Prämierte integrierte Photovoltaik

Die Technologieplattform Photovoltaik (TPPV) hat zum zweiten Mal den „Innovationsaward für bauwerkintegrierte Photovoltaik“ vergeben.

Eine internationale Jury wählte aus insgesamt 22 Einreichungen die innovativsten und architektonisch anspruchsvollsten Projekte aus. Zur feierlichen Preisverleihung beim PV-Kongress kam es corona-bedingt natürlich nicht. Die Gewinner stehen trotzdem fest: Fünf Projekte wurden nominiert, drei davon mit dem Innovationsaward ausgezeichnet:

Prämiert: PV für Windkraft

Das Betriebsgebäude Windkraft Simonsfeld AG, Ernstbrunn/NÖ wurde eingereicht vom Architekturbüro Reinberg ZT GmbH. Beim Betriebsgebäude der Windkraft Simonsfeld AG handelt es sich um ein Plus-Energie-Gebäude, das nicht nur den Heiz- und Kühlbedarf, sondern den gesamten Energiebedarf inkl. Mobilität abdeckt. Der Einsatz der Photovoltaik hat zwei Nutzen: Neben der Stromerzeugung wird auch eine Verschattung für passive Kühlung ermöglicht. Damit ist eine nach Süden hin große Glasfassade mit einem dahinter befindlichen nutzbaren Aufenthaltsbereich möglich, von dem man einen Blick ins Freie hat.

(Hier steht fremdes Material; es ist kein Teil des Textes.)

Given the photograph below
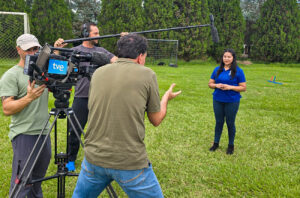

Die Jury lobte vor allem „die sehr umfassende Betrachtungsweise inkl. der gewählten Baumaterialien und den Blick auf den gesamten Lebenszyklus, was auch den späteren Rückbau umfasst. Zudem wurden Naturmaterialen mit geringem CO²-Potential eingesetzt.“

Prämiert: Schweizer Solarkraft

Mehrfamilienhaus mit Energiezukunft, Zürich, eingereicht von Kioto Solar/Photovoltaics GmbH, geplant von René Schmid Architekten AG.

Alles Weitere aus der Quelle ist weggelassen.